Intellectual superiority = reflex.
Russia used several methods to profile Americans. This 2018 video published by the Wall Street Journal describes the profiling of African Americans in 2014.
Intelligence services are interested in personal information because they’re trying to find a weak point, and trying to find ways of making this person do what they need done. If you can insert false or misleading information into a government agency’s decision-making process, or into a policy maker’s decision-making process or even a voter’s decision-making process, you can have an impact on how the United States reacts to Russia or to other powers around the world.”Former Special Agent Leo Taddeo
In early 2014, Cambridge Analytica spent $1 million harvesting millions of Facebook accounts to build a system that could profile individual U.S. voters and target them with personalized political advertisements.
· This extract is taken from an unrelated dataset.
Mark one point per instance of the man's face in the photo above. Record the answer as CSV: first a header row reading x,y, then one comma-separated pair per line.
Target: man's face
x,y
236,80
In this 2018 video, Cambridge Analytica whistleblower Christopher Wylie describes how Cambridge Analytica turned Facebook “Likes” into a political tool.
Reflexive control is most effective when targets are unaware of it. Even when lies are exposed, the effects linger, fueling division and conspiracy theories. If a nation’s people are extremely divided, Russia’s lies are used by the opposing sides to intensify political conflicts.
As example of its impact, 49% of voters recently polled by Gallup approved of Trump’s performance as president despite his mishandling of a pandemic that has so far killed over 100,000 Americans.
The simplest way to understand reflexive control is to think of it as a nonstop marketing campaign on speed, designed to convince people to self destruct.
Russia views civilians as legitimate targets, so we are suffering the effects of an ongoing psychological attack — all of us.
The most effective way to protect yourself is to be aware that you are a target. Take a close look at the tweet that pisses you off? Is it divisive? Does it use loaded language? When you read a story, notice the language, verify the source, mistrust breaking stories without links to credible sources. The New York Times and MSNBC are credible sources. My blog, Art by Rob Goldstein, isn’t – at least, not for verifying a news story.
Russian operatives are working to subvert Joe Biden. They will post smears and racially charged content designed to go viral. Question content about Biden that causes a reflexive or intensely negative emotional reaction. Again, know you are a target, and that all of your vulnerabilities can and will be exploited.